3. Hipotesis memberikan arah kepada penelitian
Hipotesis memiliki tujuan khusus. Dengan demikian, hipotesis juga menentukan sifat-sifat data yang diperlukan guna menguji pernyataan tersebut. Secara sangat sederhana, hipotesis menunjukkan kepada peneliti apa yang harus dilakukan. Fakta-fakta yang harus dipilih dan diamati adalah fakta yang ada hubungannya dengan pernyataan tertentu. Hipotesis menentukan relevansi fakta-fakta tersebut. Hipotesis dapat memberikan dasar bagi pemilihan sampel serta prosedur penelitian yang harus dipakai. Hipotesis juga dapat menunjukkan analisis statistik yang diperlukan agar ruang lingkup studi tersebut tetap terbatas, dengan mencegahnya menjadi terlalu sarat.

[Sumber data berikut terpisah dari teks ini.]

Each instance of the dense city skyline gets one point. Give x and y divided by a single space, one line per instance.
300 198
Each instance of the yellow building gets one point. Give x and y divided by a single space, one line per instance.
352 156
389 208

Sebagai contoh, hipotesis tentang latihan prasekolah anak kelas satu yang mengalami hambatan kultural. Hipotesis tersebut menunjukkan metode penelitian yang diperlukan serta sampel yang harus dipakai. Hipotesis tersebut bahkan menuntun peneliti kepada tes statistik yang mungkin diperlukan untuk menganalisis data. Berdasar pernyataan hipotesis tersebut, jelas bahwa peneliti harus melakukan eksperimen yang membandingkan hasil belajar di kelas satu dari sampel siswa yang mengalami hambatan kultural dan telah mengalami program prasekolah dengan sekelompok anak serupa yang tidak mengalami program prasekolah. Setiap perbedaan hasil belajar rata-rata kedua kelompok tersebut dapat dianalisis dengan tes atau teknik analisis variansi, agar dapat diketahui signifikansinya menurut statistik.
4. Hipotesis memberikan kerangka untuk melaporkan kesimpulan penyelidikan
Hipotesis akan sangat memudahkan peneliti jika ia mengambil setiap hipotesis secara terpisah dan menyatakan kesimpulan yang relevan dengan hipotesis tersebut. Artinya, peneliti dapat menyusun bagian laporan tertulis di seputar jawaban-jawaban terhadap hipotesis semula, sehingga membuat penyajian tersebut lebih berarti dan mudah dibaca.
Mungkin terdapat suatu pertanyaan, apakah semua penelitian harus berhipotesis? Terkait dengan pertanyaan tersebut, untuk memberikan jawabannya, Arikunto (2007, hlm. 71) menjelaskan terdapat dua alternatif jawaban. Pendapat pertama menyatakan, semua penelitian pasti berhipotesis. Semua peneliti diharapkan menentukan jawaban sementara, yang akan diuji berdasarkan data diperoleh. Hipotesis harus ada karena jawaban penelitian juga harus ada, dan butir-butirnya sudah disebut dalam problematika maupun tujuan penelitian. Pendapat kedua mengatakan, hipotesis hanya dibuat jika yang dipermasalahkan menunjukkan hubungan antara dua variabel atau lebih. Jawaban untuk satu variabel yang sifatnya deskriptif, tidak perlu dihipotesiskan. Penelitian eksploratif yang jawabannya masih dicari dan sukar diduga, tentu sukar ditebak apa saja, atau bahkan tidak mungkin dihipotesiskan.
Berdasarkan pendapat kedua ini maka mungkin sekali di dalam sebuah penelitian, banyaknya hipotesis tidak sama dengan banyaknya problematika dan tujuan penelitian. Mungkin problematika unsur 1 dan 2 yang sifatnya deskriptif tidak diikuti dengan hipotesis, tetapi problematika nomor 3 dihipotesiskan.

Referensi
Arikunto, S. (2007). Prosedur Penelitian Suatu Pendekatan Praktik. Jakarta: Rineka Aksara.
Furchan, A. (2004). Pengantar Penelitian dalam Pendidikan. Yogyakarta: Pustaka Belajar.
Margono (2004). Metodologi Penelitian Pendidikan. Jakarta: Rineka Cipta.
Nazir, M. (2005). Metode Penelitian. Jakarta: Ghalia Indonesia.